Wondering if praise or sarcasm :D

But we try our best: #5984

Also, CCache works well with WarpX :)

0 replies

ax3l · 2025-07-01T23:29:22Z

ax3l
Jul 1, 2025
Maintainer

Hi @lnghrdntcr,

Thank you for the question!

Wanted to perform some coarse-grained strong scaling analysis, keeping it 1 MPI and scaling the number of OMP processes. However I'm finding that most of the testcases provided in the Examples/Tests and Examples/Physics_applications do not scale very much, varying the number of threads.
[...]
Documentation notes that Uniform Plasma is the testcase usually employed for these kinds of experiments
[...]
Misc info: Testing on the Intel Max 9460, scaling OMP threads on a single socket, WarpX compiled with clang-19, and with everything more or less default, except precision set to single instead of double.

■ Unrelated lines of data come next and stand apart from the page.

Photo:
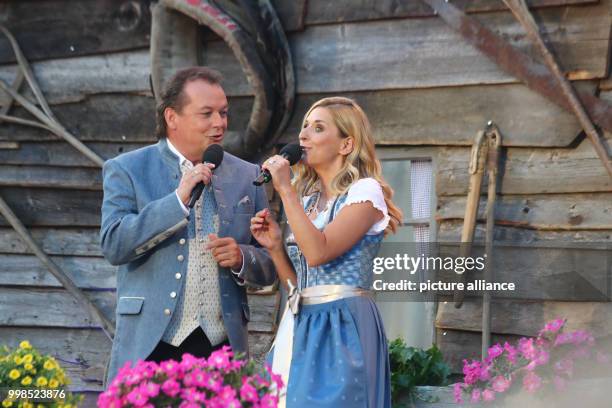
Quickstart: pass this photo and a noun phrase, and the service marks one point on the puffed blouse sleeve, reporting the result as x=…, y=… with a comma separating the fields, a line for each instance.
x=368, y=189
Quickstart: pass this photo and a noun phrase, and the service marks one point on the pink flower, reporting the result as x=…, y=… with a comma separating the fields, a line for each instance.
x=494, y=352
x=475, y=397
x=531, y=382
x=457, y=392
x=269, y=401
x=500, y=383
x=488, y=395
x=564, y=367
x=150, y=389
x=511, y=353
x=170, y=367
x=171, y=387
x=527, y=348
x=560, y=383
x=220, y=358
x=137, y=397
x=248, y=393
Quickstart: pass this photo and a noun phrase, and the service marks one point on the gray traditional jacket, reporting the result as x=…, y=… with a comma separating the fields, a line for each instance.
x=144, y=230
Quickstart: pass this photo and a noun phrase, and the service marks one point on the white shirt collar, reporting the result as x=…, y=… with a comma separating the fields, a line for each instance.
x=182, y=159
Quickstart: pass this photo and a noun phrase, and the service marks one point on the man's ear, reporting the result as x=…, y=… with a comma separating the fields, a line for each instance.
x=170, y=117
x=347, y=146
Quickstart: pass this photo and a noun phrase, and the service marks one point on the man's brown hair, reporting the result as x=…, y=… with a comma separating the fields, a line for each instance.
x=173, y=95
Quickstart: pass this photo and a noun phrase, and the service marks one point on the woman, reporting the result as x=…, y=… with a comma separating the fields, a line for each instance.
x=333, y=353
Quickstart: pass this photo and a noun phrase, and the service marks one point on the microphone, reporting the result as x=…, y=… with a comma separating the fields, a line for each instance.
x=213, y=155
x=291, y=152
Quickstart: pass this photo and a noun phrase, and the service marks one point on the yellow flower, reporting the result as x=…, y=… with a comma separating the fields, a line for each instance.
x=49, y=365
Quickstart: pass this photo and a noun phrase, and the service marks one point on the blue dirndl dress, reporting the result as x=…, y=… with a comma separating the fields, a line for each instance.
x=339, y=354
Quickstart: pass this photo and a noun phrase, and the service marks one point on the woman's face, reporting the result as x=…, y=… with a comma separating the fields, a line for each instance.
x=320, y=139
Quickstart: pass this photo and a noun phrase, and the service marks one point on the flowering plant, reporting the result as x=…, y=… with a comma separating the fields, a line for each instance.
x=548, y=360
x=221, y=381
x=25, y=375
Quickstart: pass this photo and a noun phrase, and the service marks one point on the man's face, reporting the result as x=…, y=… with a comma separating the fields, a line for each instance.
x=201, y=122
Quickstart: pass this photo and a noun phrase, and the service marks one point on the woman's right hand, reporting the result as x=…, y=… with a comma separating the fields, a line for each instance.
x=266, y=231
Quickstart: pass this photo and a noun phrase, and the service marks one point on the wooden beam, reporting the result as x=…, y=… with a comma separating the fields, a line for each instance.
x=546, y=212
x=528, y=171
x=54, y=241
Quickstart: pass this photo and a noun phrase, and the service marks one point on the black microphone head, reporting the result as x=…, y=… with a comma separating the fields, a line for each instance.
x=213, y=154
x=292, y=152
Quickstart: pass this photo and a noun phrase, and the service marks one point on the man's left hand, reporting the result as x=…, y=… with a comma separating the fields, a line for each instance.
x=226, y=251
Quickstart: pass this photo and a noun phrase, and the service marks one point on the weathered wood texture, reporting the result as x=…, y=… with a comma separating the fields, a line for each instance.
x=439, y=116
x=549, y=211
x=528, y=171
x=526, y=318
x=424, y=53
x=48, y=207
x=53, y=307
x=324, y=12
x=74, y=27
x=413, y=53
x=83, y=242
x=86, y=272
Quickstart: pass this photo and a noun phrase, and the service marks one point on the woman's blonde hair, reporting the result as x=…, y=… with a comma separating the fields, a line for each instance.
x=352, y=122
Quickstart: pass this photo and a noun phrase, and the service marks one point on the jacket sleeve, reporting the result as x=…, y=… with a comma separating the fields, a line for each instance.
x=258, y=269
x=127, y=232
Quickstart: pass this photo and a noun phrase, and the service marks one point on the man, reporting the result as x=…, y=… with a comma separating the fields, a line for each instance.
x=180, y=286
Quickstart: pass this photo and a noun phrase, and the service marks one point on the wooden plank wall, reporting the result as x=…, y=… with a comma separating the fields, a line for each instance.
x=419, y=82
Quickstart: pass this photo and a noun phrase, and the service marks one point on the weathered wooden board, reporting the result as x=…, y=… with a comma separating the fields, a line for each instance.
x=51, y=177
x=86, y=272
x=450, y=231
x=408, y=53
x=528, y=171
x=51, y=308
x=453, y=116
x=526, y=318
x=81, y=352
x=54, y=241
x=50, y=207
x=61, y=154
x=123, y=118
x=424, y=53
x=325, y=12
x=74, y=27
x=544, y=211
x=457, y=345
x=56, y=308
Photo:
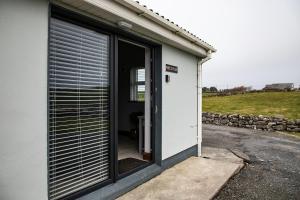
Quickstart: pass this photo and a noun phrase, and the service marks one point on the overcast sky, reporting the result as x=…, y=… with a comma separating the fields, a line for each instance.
x=258, y=42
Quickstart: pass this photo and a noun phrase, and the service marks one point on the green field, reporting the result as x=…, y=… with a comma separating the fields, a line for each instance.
x=286, y=104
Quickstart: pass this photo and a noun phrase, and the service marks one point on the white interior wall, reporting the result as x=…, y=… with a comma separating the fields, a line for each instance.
x=23, y=102
x=179, y=102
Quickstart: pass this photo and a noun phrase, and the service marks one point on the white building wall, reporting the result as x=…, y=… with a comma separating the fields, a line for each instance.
x=23, y=102
x=179, y=102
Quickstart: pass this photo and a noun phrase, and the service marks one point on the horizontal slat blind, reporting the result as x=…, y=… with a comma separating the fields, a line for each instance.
x=78, y=108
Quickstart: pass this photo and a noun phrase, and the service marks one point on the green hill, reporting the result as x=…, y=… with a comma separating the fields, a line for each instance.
x=286, y=104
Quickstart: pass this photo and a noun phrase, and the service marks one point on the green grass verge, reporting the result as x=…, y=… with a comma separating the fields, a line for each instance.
x=286, y=104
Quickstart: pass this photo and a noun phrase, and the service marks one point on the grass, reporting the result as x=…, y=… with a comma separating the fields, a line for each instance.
x=286, y=104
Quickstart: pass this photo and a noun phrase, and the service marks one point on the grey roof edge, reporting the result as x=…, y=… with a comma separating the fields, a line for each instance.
x=159, y=19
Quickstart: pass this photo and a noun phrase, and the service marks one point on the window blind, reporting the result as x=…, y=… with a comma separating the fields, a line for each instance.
x=78, y=108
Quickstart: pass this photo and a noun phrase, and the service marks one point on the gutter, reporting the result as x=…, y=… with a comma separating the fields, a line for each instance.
x=199, y=100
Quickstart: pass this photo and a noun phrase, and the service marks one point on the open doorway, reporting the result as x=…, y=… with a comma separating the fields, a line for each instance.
x=134, y=112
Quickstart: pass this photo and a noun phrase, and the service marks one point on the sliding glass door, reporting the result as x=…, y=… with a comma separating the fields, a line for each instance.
x=79, y=121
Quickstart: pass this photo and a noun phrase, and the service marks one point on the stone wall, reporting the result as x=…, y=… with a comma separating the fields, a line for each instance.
x=251, y=121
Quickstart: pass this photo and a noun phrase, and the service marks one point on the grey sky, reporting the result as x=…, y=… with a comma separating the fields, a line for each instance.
x=258, y=42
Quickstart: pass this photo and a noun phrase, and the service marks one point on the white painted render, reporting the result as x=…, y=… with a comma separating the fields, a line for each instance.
x=23, y=102
x=146, y=25
x=179, y=102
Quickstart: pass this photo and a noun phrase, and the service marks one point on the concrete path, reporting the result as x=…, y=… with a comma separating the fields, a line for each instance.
x=194, y=178
x=274, y=169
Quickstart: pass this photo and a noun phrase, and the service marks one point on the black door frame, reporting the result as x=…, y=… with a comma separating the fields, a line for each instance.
x=156, y=90
x=116, y=68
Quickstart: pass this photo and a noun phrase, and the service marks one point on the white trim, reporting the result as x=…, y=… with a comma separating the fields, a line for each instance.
x=114, y=11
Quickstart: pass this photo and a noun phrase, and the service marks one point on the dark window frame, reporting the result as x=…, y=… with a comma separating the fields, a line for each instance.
x=156, y=74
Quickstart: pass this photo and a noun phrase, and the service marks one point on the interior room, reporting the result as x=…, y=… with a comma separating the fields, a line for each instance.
x=133, y=100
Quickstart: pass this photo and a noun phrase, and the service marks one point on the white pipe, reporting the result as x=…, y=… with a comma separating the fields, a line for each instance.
x=199, y=101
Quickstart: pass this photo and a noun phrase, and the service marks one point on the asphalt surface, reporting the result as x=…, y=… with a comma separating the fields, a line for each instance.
x=274, y=168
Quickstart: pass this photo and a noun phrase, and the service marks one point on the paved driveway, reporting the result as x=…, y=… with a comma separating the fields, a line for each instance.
x=274, y=170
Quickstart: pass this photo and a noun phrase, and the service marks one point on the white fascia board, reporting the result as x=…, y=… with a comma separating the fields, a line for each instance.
x=165, y=23
x=142, y=25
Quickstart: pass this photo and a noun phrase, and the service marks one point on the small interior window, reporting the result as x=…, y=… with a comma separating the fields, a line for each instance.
x=137, y=84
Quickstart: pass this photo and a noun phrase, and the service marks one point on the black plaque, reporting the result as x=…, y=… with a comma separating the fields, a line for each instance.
x=171, y=68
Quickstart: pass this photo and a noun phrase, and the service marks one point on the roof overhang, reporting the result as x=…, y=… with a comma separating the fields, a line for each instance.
x=144, y=22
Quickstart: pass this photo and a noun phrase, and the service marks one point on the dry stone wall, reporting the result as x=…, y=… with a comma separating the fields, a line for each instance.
x=251, y=121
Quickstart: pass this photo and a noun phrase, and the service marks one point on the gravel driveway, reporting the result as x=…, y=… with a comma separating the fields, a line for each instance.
x=274, y=170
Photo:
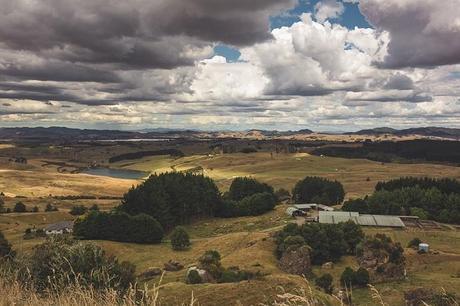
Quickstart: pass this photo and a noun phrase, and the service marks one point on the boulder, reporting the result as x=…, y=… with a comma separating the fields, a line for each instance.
x=205, y=276
x=173, y=266
x=328, y=265
x=296, y=261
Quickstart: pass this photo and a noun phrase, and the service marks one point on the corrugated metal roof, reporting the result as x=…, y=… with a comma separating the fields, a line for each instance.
x=336, y=217
x=313, y=206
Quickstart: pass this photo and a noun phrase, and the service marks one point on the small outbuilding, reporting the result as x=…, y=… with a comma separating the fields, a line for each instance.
x=423, y=247
x=294, y=212
x=63, y=227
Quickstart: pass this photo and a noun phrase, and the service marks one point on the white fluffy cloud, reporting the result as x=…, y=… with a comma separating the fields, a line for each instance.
x=328, y=9
x=314, y=73
x=422, y=33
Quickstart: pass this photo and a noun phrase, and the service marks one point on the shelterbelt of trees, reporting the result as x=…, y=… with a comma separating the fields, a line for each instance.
x=433, y=199
x=387, y=151
x=167, y=200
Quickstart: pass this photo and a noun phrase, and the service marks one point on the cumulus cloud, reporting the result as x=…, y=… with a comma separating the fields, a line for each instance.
x=328, y=9
x=151, y=63
x=422, y=33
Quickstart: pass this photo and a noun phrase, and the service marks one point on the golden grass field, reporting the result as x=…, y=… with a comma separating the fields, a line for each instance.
x=243, y=242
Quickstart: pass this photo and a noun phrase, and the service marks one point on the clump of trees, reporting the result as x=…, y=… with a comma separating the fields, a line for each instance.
x=119, y=226
x=247, y=197
x=20, y=207
x=318, y=190
x=173, y=198
x=328, y=242
x=325, y=282
x=411, y=196
x=243, y=187
x=180, y=239
x=210, y=262
x=351, y=278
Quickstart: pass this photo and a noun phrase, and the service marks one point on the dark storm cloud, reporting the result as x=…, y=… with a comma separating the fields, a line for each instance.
x=57, y=71
x=134, y=33
x=422, y=33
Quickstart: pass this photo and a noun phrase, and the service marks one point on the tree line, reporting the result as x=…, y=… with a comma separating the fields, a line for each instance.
x=433, y=199
x=328, y=242
x=387, y=151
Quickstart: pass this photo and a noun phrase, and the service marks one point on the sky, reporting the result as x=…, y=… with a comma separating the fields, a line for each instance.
x=325, y=65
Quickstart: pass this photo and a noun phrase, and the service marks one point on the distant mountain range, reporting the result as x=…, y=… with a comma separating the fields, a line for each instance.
x=70, y=134
x=431, y=131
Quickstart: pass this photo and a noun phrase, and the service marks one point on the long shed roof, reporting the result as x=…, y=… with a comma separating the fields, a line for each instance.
x=336, y=217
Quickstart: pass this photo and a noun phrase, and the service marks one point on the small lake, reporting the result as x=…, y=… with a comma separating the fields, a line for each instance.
x=116, y=173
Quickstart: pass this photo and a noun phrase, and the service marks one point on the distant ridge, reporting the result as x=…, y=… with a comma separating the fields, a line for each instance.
x=71, y=134
x=422, y=131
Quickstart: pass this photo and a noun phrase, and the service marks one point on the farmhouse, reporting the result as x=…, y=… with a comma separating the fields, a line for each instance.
x=64, y=227
x=294, y=212
x=335, y=217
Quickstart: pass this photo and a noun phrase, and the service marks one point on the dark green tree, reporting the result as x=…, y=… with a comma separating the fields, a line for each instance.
x=243, y=187
x=20, y=207
x=325, y=283
x=180, y=239
x=353, y=235
x=5, y=247
x=173, y=198
x=318, y=190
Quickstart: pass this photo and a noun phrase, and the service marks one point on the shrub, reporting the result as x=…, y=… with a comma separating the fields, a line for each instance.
x=327, y=241
x=253, y=205
x=194, y=277
x=347, y=277
x=78, y=210
x=282, y=194
x=59, y=263
x=50, y=207
x=243, y=187
x=325, y=283
x=20, y=207
x=256, y=204
x=5, y=248
x=318, y=190
x=180, y=239
x=234, y=275
x=361, y=278
x=414, y=243
x=94, y=207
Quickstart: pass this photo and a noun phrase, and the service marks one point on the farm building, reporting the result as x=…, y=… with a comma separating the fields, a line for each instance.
x=64, y=227
x=334, y=217
x=294, y=212
x=313, y=206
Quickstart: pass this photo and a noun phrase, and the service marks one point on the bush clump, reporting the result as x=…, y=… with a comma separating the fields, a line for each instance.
x=325, y=282
x=180, y=239
x=318, y=190
x=118, y=226
x=173, y=198
x=328, y=242
x=78, y=210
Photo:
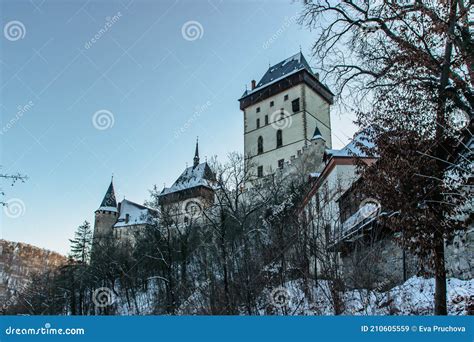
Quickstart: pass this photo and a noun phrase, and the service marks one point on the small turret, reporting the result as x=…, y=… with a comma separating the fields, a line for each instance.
x=107, y=214
x=317, y=135
x=196, y=154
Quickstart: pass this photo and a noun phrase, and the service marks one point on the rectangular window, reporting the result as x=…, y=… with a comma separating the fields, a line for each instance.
x=295, y=105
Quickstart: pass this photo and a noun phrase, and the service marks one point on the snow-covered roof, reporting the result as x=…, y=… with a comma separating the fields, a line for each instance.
x=136, y=214
x=193, y=176
x=109, y=203
x=281, y=70
x=352, y=149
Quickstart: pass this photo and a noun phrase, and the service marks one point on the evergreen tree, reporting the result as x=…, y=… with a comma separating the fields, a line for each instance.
x=82, y=243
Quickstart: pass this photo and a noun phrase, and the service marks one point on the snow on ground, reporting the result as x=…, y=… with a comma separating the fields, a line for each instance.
x=414, y=297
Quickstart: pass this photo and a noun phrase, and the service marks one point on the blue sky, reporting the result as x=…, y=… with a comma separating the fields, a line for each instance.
x=155, y=85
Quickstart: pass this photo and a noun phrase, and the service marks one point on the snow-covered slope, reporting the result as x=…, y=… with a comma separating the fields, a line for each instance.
x=414, y=297
x=18, y=261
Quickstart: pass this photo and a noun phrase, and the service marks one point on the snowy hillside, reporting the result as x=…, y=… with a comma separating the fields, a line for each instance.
x=414, y=297
x=18, y=262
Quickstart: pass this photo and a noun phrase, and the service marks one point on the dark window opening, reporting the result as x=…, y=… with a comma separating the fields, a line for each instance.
x=295, y=105
x=260, y=145
x=279, y=138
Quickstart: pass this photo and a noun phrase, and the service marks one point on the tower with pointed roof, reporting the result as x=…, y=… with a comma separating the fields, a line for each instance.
x=287, y=110
x=190, y=194
x=106, y=215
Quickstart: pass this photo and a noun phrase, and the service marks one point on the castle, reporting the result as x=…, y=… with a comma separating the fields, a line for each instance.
x=287, y=132
x=286, y=120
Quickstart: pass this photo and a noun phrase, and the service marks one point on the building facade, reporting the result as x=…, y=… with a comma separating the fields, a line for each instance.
x=281, y=113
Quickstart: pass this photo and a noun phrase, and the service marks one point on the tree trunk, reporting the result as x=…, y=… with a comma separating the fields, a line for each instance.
x=440, y=270
x=440, y=278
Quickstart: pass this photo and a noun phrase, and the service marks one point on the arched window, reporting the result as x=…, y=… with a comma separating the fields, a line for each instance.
x=279, y=138
x=260, y=145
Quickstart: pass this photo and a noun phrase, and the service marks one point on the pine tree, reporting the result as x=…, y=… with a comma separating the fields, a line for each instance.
x=81, y=244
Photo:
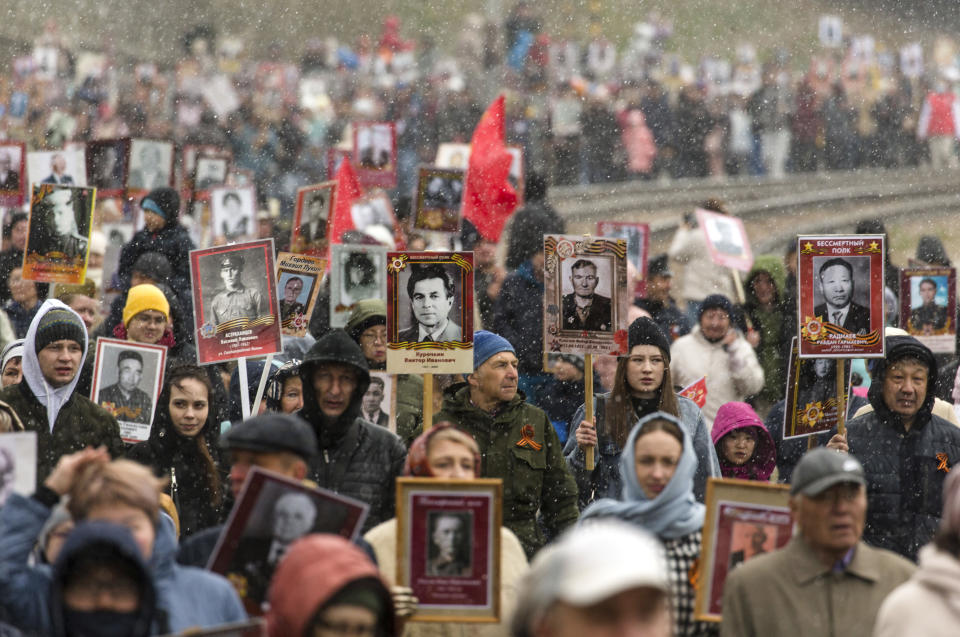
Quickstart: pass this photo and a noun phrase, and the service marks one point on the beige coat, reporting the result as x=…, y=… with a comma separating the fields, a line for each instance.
x=791, y=593
x=929, y=604
x=513, y=566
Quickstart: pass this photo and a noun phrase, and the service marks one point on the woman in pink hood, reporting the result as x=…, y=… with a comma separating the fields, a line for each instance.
x=743, y=444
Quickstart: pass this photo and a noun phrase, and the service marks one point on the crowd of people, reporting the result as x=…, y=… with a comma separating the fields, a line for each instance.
x=117, y=538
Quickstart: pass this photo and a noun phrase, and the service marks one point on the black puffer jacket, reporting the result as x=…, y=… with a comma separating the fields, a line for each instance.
x=905, y=470
x=357, y=458
x=198, y=496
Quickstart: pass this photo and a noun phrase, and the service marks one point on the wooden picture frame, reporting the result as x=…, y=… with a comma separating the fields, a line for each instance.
x=464, y=586
x=733, y=507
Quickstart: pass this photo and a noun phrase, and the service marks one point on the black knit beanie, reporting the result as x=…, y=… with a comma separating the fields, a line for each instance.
x=644, y=331
x=59, y=324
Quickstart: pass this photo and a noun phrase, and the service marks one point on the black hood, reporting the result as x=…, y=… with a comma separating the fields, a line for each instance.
x=335, y=347
x=898, y=348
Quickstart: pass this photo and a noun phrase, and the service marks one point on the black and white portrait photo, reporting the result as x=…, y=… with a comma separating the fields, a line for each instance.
x=151, y=164
x=210, y=171
x=842, y=292
x=375, y=405
x=358, y=273
x=127, y=382
x=431, y=293
x=57, y=167
x=233, y=213
x=586, y=287
x=449, y=543
x=60, y=221
x=107, y=163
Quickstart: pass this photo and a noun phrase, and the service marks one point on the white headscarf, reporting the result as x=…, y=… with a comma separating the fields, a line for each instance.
x=53, y=399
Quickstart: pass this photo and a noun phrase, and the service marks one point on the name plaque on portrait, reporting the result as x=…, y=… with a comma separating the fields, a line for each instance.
x=585, y=295
x=235, y=305
x=840, y=283
x=429, y=312
x=928, y=307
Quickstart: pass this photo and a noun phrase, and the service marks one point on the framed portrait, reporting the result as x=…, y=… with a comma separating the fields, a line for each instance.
x=375, y=154
x=298, y=279
x=439, y=196
x=312, y=216
x=151, y=165
x=66, y=167
x=357, y=272
x=727, y=240
x=127, y=379
x=812, y=403
x=585, y=295
x=335, y=157
x=233, y=213
x=58, y=233
x=448, y=547
x=638, y=243
x=840, y=284
x=272, y=512
x=928, y=306
x=744, y=519
x=18, y=463
x=430, y=312
x=379, y=403
x=13, y=184
x=107, y=161
x=235, y=303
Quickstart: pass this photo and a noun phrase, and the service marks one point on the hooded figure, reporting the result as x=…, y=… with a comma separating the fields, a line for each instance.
x=64, y=420
x=319, y=572
x=738, y=416
x=357, y=458
x=107, y=550
x=905, y=465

That's a good test and a nice CPU!

So yes, we usually do a mix of MPI + OpenMP for modern CPUs, usually because OpenMP works best when used on a single socket, as you noted, and even more so: on the same memory bus of the CPU. This chips seems to utilizes a multi-chip module (MCM) approach based on a tiled architecture.
The 40 physical cores of the Xeon Max 9460 are distributed evenly across four of these tiles, meaning each tile contains 10 physical CPU cores. Each physical CPU core then supports 2x SMT/hyperthreading, but we usually do not see a benefit from that.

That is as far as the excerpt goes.